Ochotona spanglei Temporal range: Late Miocene or Early Pliocene, 10.3–4.9 Ma PreꞒ Ꞓ O S D C P T J K Pg N

Scientific classification
- Kingdom: Animalia
- Phylum: Chordata
- Class: Mammalia
- Order: Lagomorpha
- Family: Ochotonidae
- Genus: Ochotona
- Species: †O. spanglei
- Binomial name: †Ochotona spanglei Shotwell 1956

= Ochotona spanglei =

- Genus: Ochotona
- Species: spanglei
- Authority: Shotwell 1956

Extinct species of mammal

Ochotona spanglei is an extinct species of pika (mammal in the family Ochotonidae), known from Late Miocene - Early Pliocene fossil from Oregon (USA). (Note: Ochotona spanglei in the Paleobiology Database.) Fossils were also found in Nebraska referred to as Ochotona cf. spanglei.
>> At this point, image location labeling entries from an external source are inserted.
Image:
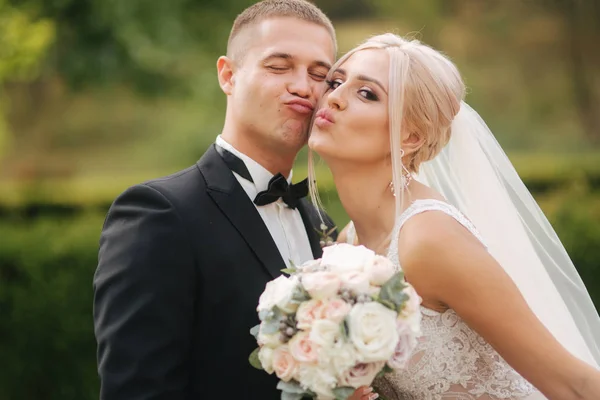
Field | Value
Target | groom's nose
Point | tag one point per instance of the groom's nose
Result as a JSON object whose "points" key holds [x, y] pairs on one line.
{"points": [[335, 99], [301, 85]]}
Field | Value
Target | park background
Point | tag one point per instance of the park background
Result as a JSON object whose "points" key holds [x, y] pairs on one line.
{"points": [[97, 95]]}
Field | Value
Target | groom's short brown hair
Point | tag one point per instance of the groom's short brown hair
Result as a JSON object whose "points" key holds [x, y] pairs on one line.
{"points": [[265, 9]]}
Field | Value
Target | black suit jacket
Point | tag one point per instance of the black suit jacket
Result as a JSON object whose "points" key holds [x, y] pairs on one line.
{"points": [[182, 263]]}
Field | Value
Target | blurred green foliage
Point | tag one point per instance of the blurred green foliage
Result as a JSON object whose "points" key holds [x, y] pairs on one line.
{"points": [[46, 268]]}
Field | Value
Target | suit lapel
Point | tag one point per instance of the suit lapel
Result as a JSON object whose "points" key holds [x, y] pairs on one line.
{"points": [[233, 201], [304, 207]]}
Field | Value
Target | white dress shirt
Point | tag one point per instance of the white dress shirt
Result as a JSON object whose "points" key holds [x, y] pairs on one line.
{"points": [[284, 224]]}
Ochotona spanglei is the earliest known pika, which inhabited North America. Pika came at the Miocene-Pliocene boundary from Eurasia. Extinction of O. spanglei was followed by an approximately three-million-year-long gap in the known North American pikas record.

==Fossil distribution==
- McKay Reservoir, Oregon, McKay Formation, Hemphillian (10.3 - 4.9 Ma), Ochotona spanglei, the species was discovered here (Note: The Paleobiology Database collection: McKay Reservoir (Neogene of the United States).) (described from a lower jaw with complete cheek dentition)
- Honey Creek, Nebraska, Hemphillian (10.3 - 4.9 Ma), Ochotona cf. spanglei (Note: The Paleobiology Database collection: Honey Creek (Neogene of the United States).)
- Mailbox Prospect, Antelope County, Nebraska, Late/Upper Hemphillian (10.3 - 4.9 Ma), Ochotona cf. spanglei (Note: The Paleobiology Database collection: Mailbox (Neogene of the United States).)